I know this thread is old but it has helped me immensely. I think ventilation is one of the most difficult things things to optimize in a first time growers garden.


----------



## + WitchDoctor + (Apr 20, 2012)

Did you already take out the second carbon filter? Blowing through a carbon filter is usually inefficient. Might be part of the problem.


----------



## SammyBerne (Apr 20, 2012)

an 8" passive intake did not work for me with a 6" exhaust

I have an 8" can fan (500cfm) from home depot pulling fresh air into the room through a straight 5' section of 8" duct.
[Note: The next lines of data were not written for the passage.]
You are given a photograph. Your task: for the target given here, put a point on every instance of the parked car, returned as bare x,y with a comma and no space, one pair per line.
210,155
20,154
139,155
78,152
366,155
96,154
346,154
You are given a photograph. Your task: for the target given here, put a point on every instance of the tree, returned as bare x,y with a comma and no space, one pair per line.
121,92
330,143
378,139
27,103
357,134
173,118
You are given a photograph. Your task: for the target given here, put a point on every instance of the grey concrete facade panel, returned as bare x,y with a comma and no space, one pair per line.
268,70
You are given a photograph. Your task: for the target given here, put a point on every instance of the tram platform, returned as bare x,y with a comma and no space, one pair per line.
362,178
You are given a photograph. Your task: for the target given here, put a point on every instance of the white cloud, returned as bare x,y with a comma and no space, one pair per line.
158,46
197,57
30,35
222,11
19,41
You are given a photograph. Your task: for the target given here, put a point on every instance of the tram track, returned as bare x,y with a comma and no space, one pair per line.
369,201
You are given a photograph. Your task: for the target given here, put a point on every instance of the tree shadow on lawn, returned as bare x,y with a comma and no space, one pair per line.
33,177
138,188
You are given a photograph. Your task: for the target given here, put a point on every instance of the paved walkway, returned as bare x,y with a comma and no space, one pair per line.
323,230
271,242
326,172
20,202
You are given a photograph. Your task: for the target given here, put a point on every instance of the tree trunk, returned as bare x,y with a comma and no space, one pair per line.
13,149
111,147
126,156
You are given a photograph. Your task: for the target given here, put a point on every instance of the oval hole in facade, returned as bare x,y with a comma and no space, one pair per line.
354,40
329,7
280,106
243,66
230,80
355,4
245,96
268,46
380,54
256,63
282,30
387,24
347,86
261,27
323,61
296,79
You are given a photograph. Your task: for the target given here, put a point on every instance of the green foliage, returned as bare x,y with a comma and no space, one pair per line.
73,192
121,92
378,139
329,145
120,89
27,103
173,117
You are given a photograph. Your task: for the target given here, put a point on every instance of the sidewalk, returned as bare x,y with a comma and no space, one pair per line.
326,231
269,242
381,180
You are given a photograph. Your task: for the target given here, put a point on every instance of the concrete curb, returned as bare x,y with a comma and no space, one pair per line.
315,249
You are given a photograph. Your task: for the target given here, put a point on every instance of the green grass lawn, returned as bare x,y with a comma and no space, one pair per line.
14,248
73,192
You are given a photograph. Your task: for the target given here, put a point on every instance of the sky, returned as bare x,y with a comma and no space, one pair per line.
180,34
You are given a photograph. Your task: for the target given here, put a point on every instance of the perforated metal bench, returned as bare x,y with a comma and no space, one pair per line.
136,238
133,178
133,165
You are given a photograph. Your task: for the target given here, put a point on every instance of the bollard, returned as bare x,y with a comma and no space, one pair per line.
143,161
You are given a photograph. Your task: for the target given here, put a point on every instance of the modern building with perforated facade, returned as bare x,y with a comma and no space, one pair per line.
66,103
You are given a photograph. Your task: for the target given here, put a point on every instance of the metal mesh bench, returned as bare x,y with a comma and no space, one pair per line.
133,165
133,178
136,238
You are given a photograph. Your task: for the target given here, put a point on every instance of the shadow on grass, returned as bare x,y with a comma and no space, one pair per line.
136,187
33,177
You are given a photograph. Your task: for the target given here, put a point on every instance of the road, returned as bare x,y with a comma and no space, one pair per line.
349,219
My exhaust all 6" is a home made carbon filter>duct>air coold hood>duct>active air fan (400cfm)>duct

and at this point the exhaust is still kicking the intakes ass, anyone have some suggestions?


----------



## barrybiddle (Jan 25, 2013)

SammyBerne said:


> an 8" passive intake did not work for me with a 6" exhaust
> 
> I have an 8" can fan (500cfm) from home depot pulling fresh air into the room through a straight 5' section of 8" duct. My exhaust all 6" is a home made carbon filter>duct>air coold hood>duct>active air fan (400cfm)>duct
> 
> and at this point the exhaust is still kicking the intakes ass, anyone have some suggestions?


Maybe using a dimming controller to adjust the speed manually of the unit you need to slow down.


----------